# Web Scraping (Data Collection)
The `requests` library in conjunction with the `furl` library were used to fetch html content from Google Scholar for machine learning articles published after 2022. 

The following cell utilized two key functions: `get_all_articles` and `get_article_data`. The first function used a starting position on Google Scholar's search results page and retrieved a list of elements representing individual research articles. The second function focused on a single article element, extracting its title, publication details, and the number of times it has been cited.

To scrape multiple pages of results, the cell iterated by URL starting position until no article elements were found on the current page. To avoid overloading Google Scholar's servers, a 5-second delay was implemented between requests.
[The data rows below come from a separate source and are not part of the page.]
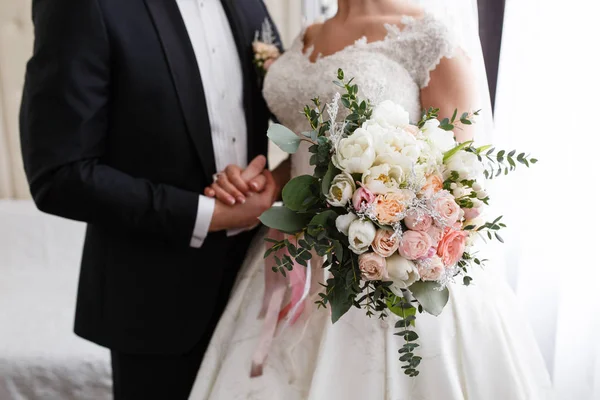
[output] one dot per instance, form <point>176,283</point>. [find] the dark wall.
<point>491,19</point>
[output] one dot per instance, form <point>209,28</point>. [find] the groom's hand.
<point>245,215</point>
<point>234,185</point>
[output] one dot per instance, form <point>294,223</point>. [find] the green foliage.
<point>284,219</point>
<point>284,138</point>
<point>430,297</point>
<point>301,193</point>
<point>407,313</point>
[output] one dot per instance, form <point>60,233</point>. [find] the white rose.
<point>394,143</point>
<point>439,138</point>
<point>402,273</point>
<point>360,235</point>
<point>466,164</point>
<point>355,154</point>
<point>341,190</point>
<point>342,223</point>
<point>430,156</point>
<point>383,178</point>
<point>388,113</point>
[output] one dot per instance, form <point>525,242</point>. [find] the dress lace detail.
<point>395,68</point>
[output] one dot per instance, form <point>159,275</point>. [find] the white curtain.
<point>547,104</point>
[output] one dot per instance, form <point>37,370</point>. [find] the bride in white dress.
<point>479,348</point>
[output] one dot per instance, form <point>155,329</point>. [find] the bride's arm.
<point>452,87</point>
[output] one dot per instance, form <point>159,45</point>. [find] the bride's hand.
<point>234,184</point>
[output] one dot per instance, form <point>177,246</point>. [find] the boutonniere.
<point>265,48</point>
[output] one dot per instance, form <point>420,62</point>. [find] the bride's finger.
<point>258,183</point>
<point>222,195</point>
<point>234,174</point>
<point>227,186</point>
<point>209,192</point>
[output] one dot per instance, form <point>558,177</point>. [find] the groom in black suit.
<point>129,109</point>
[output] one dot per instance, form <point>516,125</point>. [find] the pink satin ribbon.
<point>276,286</point>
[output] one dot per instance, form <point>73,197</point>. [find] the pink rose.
<point>414,245</point>
<point>385,243</point>
<point>434,184</point>
<point>372,267</point>
<point>362,198</point>
<point>436,234</point>
<point>389,206</point>
<point>430,253</point>
<point>433,270</point>
<point>452,246</point>
<point>417,220</point>
<point>471,213</point>
<point>268,63</point>
<point>447,208</point>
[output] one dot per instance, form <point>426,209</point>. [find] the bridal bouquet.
<point>393,208</point>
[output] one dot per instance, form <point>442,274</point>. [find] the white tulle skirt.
<point>480,348</point>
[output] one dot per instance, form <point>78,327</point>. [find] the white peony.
<point>402,273</point>
<point>383,178</point>
<point>341,190</point>
<point>390,114</point>
<point>439,138</point>
<point>342,223</point>
<point>395,143</point>
<point>361,234</point>
<point>466,164</point>
<point>355,154</point>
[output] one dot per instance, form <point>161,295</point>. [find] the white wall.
<point>16,41</point>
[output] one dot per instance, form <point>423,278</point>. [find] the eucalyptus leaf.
<point>451,152</point>
<point>284,219</point>
<point>297,191</point>
<point>321,221</point>
<point>284,138</point>
<point>428,296</point>
<point>332,171</point>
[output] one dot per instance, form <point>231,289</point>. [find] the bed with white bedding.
<point>40,356</point>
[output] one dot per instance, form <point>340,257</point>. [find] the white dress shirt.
<point>221,71</point>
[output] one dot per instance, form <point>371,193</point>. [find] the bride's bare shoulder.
<point>312,31</point>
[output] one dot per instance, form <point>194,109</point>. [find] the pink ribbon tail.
<point>275,289</point>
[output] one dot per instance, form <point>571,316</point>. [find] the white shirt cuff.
<point>206,207</point>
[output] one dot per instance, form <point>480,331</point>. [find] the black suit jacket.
<point>115,132</point>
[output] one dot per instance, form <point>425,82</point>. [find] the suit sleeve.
<point>64,128</point>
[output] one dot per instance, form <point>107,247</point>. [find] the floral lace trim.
<point>419,46</point>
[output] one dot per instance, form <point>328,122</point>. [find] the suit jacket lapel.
<point>185,74</point>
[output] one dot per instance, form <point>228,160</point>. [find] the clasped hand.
<point>241,195</point>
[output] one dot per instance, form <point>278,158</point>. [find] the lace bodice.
<point>395,68</point>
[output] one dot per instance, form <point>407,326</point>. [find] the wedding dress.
<point>479,348</point>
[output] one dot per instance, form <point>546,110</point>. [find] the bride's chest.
<point>293,81</point>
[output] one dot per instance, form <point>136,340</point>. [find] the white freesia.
<point>402,273</point>
<point>341,190</point>
<point>361,234</point>
<point>383,178</point>
<point>388,113</point>
<point>342,223</point>
<point>439,138</point>
<point>431,157</point>
<point>466,164</point>
<point>355,154</point>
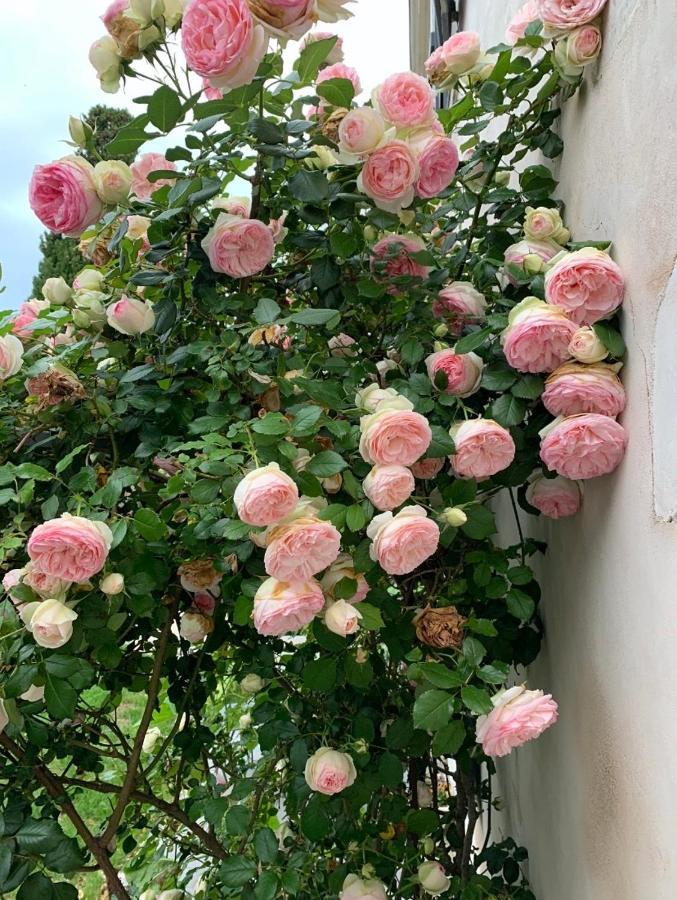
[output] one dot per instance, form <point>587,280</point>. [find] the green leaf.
<point>449,739</point>
<point>476,700</point>
<point>237,820</point>
<point>272,423</point>
<point>338,92</point>
<point>265,844</point>
<point>520,605</point>
<point>309,187</point>
<point>313,316</point>
<point>481,523</point>
<point>149,525</point>
<point>312,57</point>
<point>422,821</point>
<point>432,710</point>
<point>236,871</point>
<point>320,674</point>
<point>611,338</point>
<point>60,699</point>
<point>266,311</point>
<point>325,464</point>
<point>508,410</point>
<point>164,108</point>
<point>315,823</point>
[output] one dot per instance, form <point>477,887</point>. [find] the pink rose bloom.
<point>537,337</point>
<point>455,57</point>
<point>524,16</point>
<point>556,498</point>
<point>284,18</point>
<point>463,371</point>
<point>329,771</point>
<point>344,567</point>
<point>361,131</point>
<point>27,314</point>
<point>63,196</point>
<point>281,608</point>
<point>388,486</point>
<point>586,446</point>
<point>563,15</point>
<point>437,166</point>
<point>518,716</point>
<point>239,247</point>
<point>402,542</point>
<point>459,303</point>
<point>115,9</point>
<point>210,92</point>
<point>222,43</point>
<point>265,496</point>
<point>71,548</point>
<point>406,100</point>
<point>141,169</point>
<point>587,284</point>
<point>530,256</point>
<point>390,257</point>
<point>393,437</point>
<point>426,469</point>
<point>389,175</point>
<point>301,548</point>
<point>575,388</point>
<point>339,70</point>
<point>483,448</point>
<point>335,54</point>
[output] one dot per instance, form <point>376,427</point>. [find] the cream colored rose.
<point>51,623</point>
<point>544,224</point>
<point>433,878</point>
<point>329,771</point>
<point>586,347</point>
<point>113,180</point>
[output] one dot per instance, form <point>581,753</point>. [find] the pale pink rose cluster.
<point>518,716</point>
<point>399,141</point>
<point>298,546</point>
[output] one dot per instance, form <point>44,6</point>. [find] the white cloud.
<point>46,77</point>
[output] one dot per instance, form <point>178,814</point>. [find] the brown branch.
<point>57,792</point>
<point>135,756</point>
<point>173,810</point>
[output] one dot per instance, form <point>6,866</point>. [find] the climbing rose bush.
<point>259,636</point>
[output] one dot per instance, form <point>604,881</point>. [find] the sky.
<point>45,77</point>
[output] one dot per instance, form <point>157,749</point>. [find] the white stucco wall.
<point>595,799</point>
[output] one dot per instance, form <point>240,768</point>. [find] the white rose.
<point>433,878</point>
<point>195,627</point>
<point>113,180</point>
<point>153,735</point>
<point>342,618</point>
<point>51,623</point>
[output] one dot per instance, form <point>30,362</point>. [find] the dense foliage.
<point>149,387</point>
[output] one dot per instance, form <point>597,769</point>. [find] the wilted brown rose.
<point>439,627</point>
<point>54,386</point>
<point>331,124</point>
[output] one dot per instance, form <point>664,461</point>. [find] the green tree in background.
<point>60,255</point>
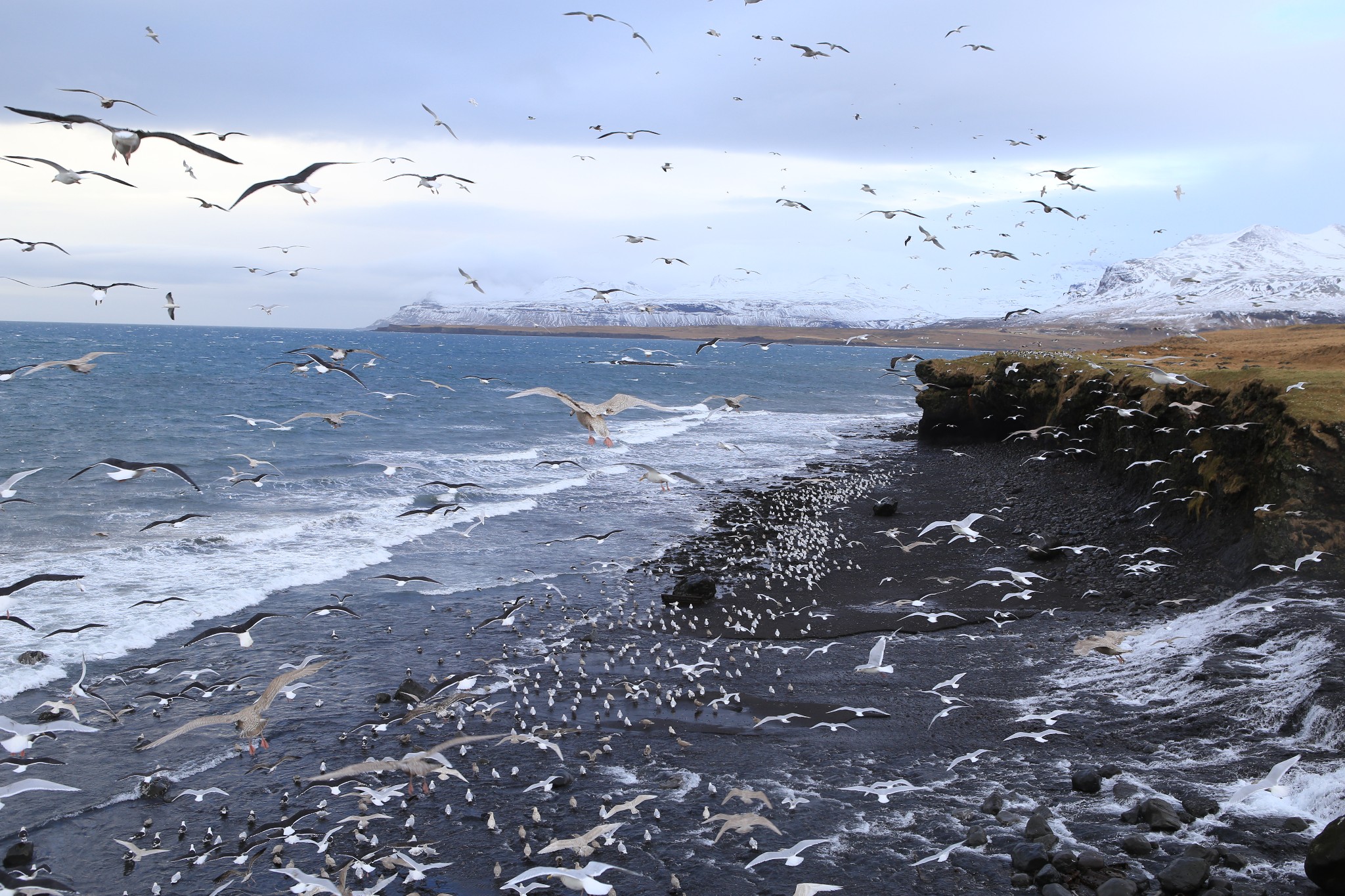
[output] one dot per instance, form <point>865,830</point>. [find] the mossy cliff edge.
<point>1251,445</point>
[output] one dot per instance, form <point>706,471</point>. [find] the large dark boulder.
<point>1184,875</point>
<point>1028,857</point>
<point>693,590</point>
<point>1325,864</point>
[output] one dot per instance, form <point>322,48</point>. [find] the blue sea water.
<point>326,519</point>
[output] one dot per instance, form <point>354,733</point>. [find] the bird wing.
<point>183,141</point>
<point>204,721</point>
<point>545,390</point>
<point>177,471</point>
<point>51,116</point>
<point>623,402</point>
<point>876,653</point>
<point>284,679</point>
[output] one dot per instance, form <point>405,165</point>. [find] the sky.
<point>1235,101</point>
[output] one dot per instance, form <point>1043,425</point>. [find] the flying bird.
<point>125,140</point>
<point>594,417</point>
<point>127,471</point>
<point>295,183</point>
<point>68,177</point>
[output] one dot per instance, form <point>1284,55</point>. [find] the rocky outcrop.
<point>1245,450</point>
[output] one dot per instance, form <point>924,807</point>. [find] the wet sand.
<point>1181,744</point>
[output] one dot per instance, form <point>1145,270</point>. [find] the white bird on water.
<point>875,666</point>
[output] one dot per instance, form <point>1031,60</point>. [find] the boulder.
<point>1158,815</point>
<point>1028,857</point>
<point>1184,875</point>
<point>693,590</point>
<point>19,856</point>
<point>1325,864</point>
<point>1200,806</point>
<point>1118,887</point>
<point>1086,781</point>
<point>1137,845</point>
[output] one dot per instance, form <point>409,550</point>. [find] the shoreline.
<point>1024,662</point>
<point>971,335</point>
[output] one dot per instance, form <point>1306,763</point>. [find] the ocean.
<point>326,517</point>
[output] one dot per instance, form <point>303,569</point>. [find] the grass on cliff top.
<point>1275,355</point>
<point>1227,359</point>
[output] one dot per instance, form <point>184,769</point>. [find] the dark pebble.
<point>1325,864</point>
<point>1200,806</point>
<point>1028,857</point>
<point>1184,875</point>
<point>1118,887</point>
<point>1086,781</point>
<point>1137,845</point>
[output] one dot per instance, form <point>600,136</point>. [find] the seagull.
<point>962,527</point>
<point>178,522</point>
<point>248,721</point>
<point>1315,557</point>
<point>200,794</point>
<point>404,580</point>
<point>969,757</point>
<point>29,246</point>
<point>783,720</point>
<point>1048,209</point>
<point>594,417</point>
<point>24,734</point>
<point>241,630</point>
<point>7,489</point>
<point>295,183</point>
<point>580,879</point>
<point>470,281</point>
<point>1270,782</point>
<point>125,140</point>
<point>1166,378</point>
<point>127,471</point>
<point>790,856</point>
<point>600,293</point>
<point>875,664</point>
<point>861,712</point>
<point>334,419</point>
<point>437,123</point>
<point>68,177</point>
<point>931,238</point>
<point>1039,736</point>
<point>663,480</point>
<point>891,214</point>
<point>428,181</point>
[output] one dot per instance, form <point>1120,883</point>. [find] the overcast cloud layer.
<point>1237,101</point>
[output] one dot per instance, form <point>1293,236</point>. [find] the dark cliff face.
<point>1215,465</point>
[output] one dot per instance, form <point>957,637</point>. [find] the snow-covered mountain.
<point>837,301</point>
<point>1256,277</point>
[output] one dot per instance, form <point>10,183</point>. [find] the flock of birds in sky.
<point>362,851</point>
<point>127,141</point>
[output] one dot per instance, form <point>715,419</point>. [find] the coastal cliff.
<point>1261,468</point>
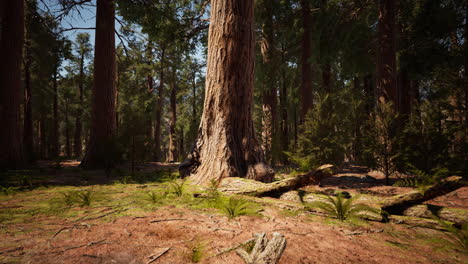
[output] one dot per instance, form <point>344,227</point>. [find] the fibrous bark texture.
<point>103,125</point>
<point>386,57</point>
<point>11,53</point>
<point>265,251</point>
<point>306,86</point>
<point>226,145</point>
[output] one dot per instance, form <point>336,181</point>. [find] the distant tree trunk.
<point>226,144</point>
<point>386,57</point>
<point>28,134</point>
<point>150,89</point>
<point>326,77</point>
<point>172,155</point>
<point>78,122</point>
<point>11,54</point>
<point>67,131</point>
<point>159,109</point>
<point>103,123</point>
<point>269,91</point>
<point>55,150</point>
<point>306,85</point>
<point>284,108</point>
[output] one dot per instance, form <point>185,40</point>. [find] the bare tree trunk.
<point>306,85</point>
<point>28,134</point>
<point>103,124</point>
<point>159,109</point>
<point>172,155</point>
<point>284,109</point>
<point>55,130</point>
<point>67,132</point>
<point>269,83</point>
<point>11,53</point>
<point>78,123</point>
<point>386,57</point>
<point>226,144</point>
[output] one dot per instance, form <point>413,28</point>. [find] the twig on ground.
<point>156,256</point>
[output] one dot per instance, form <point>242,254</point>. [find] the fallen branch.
<point>170,219</point>
<point>400,203</point>
<point>156,256</point>
<point>275,189</point>
<point>265,251</point>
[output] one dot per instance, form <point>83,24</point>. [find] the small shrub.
<point>342,208</point>
<point>8,190</point>
<point>85,198</point>
<point>177,187</point>
<point>69,198</point>
<point>234,207</point>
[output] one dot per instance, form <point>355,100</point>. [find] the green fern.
<point>234,207</point>
<point>342,208</point>
<point>177,187</point>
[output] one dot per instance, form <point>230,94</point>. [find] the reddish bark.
<point>11,54</point>
<point>226,144</point>
<point>103,123</point>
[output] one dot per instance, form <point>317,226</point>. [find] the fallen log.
<point>236,185</point>
<point>265,251</point>
<point>400,203</point>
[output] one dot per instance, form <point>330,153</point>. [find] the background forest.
<point>321,67</point>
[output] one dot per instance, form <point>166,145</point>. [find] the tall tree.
<point>386,57</point>
<point>306,84</point>
<point>103,124</point>
<point>11,52</point>
<point>83,48</point>
<point>226,144</point>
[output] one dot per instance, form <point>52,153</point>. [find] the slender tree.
<point>83,49</point>
<point>11,54</point>
<point>103,123</point>
<point>226,144</point>
<point>306,84</point>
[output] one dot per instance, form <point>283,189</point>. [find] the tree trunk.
<point>55,128</point>
<point>11,53</point>
<point>159,109</point>
<point>172,155</point>
<point>78,123</point>
<point>386,57</point>
<point>103,124</point>
<point>269,91</point>
<point>226,144</point>
<point>67,132</point>
<point>306,85</point>
<point>284,109</point>
<point>28,133</point>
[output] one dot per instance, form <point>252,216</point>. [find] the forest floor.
<point>84,217</point>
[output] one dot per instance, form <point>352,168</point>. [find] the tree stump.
<point>265,251</point>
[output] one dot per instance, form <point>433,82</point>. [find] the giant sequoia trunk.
<point>28,135</point>
<point>269,95</point>
<point>306,85</point>
<point>78,122</point>
<point>386,58</point>
<point>159,109</point>
<point>172,155</point>
<point>11,53</point>
<point>226,144</point>
<point>103,123</point>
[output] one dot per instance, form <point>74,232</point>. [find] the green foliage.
<point>458,237</point>
<point>234,207</point>
<point>342,208</point>
<point>318,143</point>
<point>10,190</point>
<point>177,187</point>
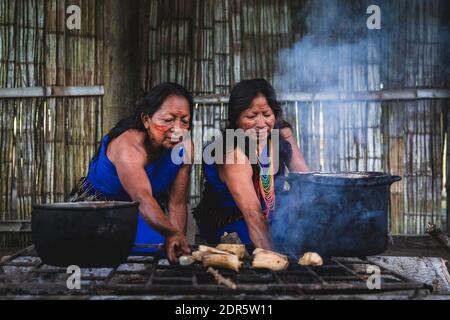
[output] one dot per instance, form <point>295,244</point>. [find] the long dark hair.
<point>242,96</point>
<point>151,103</point>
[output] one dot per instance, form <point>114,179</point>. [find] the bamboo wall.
<point>46,143</point>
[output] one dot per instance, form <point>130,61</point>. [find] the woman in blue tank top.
<point>243,197</point>
<point>142,159</point>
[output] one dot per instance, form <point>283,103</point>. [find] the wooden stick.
<point>222,280</point>
<point>438,235</point>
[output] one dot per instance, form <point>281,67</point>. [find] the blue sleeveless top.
<point>103,181</point>
<point>222,195</point>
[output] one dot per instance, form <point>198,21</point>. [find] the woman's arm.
<point>238,178</point>
<point>297,163</point>
<point>130,163</point>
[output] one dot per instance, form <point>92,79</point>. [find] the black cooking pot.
<point>344,214</point>
<point>86,234</point>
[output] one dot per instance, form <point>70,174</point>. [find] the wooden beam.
<point>15,226</point>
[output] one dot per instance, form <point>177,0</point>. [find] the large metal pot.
<point>87,234</point>
<point>342,214</point>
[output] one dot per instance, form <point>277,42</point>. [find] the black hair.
<point>149,105</point>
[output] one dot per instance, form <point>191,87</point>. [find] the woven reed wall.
<point>209,46</point>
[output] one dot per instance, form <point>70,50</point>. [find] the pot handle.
<point>395,179</point>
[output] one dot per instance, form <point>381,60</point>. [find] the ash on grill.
<point>24,276</point>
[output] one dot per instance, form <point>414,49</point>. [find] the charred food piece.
<point>266,259</point>
<point>311,259</point>
<point>227,261</point>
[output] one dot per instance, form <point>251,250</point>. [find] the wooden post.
<point>121,64</point>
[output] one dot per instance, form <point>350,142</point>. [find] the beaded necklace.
<point>266,185</point>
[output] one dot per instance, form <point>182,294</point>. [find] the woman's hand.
<point>297,163</point>
<point>176,245</point>
<point>238,178</point>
Intermediate data were stored as tuples in a list, which upon completion of the loop allowed for easy conversion to a pandas DataFrame. 

In [2]:
import requests
import furl
import pandas as pd
import time
from bs4 import BeautifulSoup

url = furl.furl("https://scholar.google.com/scholar?start=0&q=machine+learning&hl=en&as_sdt=0,20&as_ylo=2022")

def get_all_articles(start: int):
    url.args["start"] = start
    response = requests.get(
        url=url.url
    )
    soup = BeautifulSoup(response.content, "lxml")
    return soup.find_all("div", class_="gs_ri")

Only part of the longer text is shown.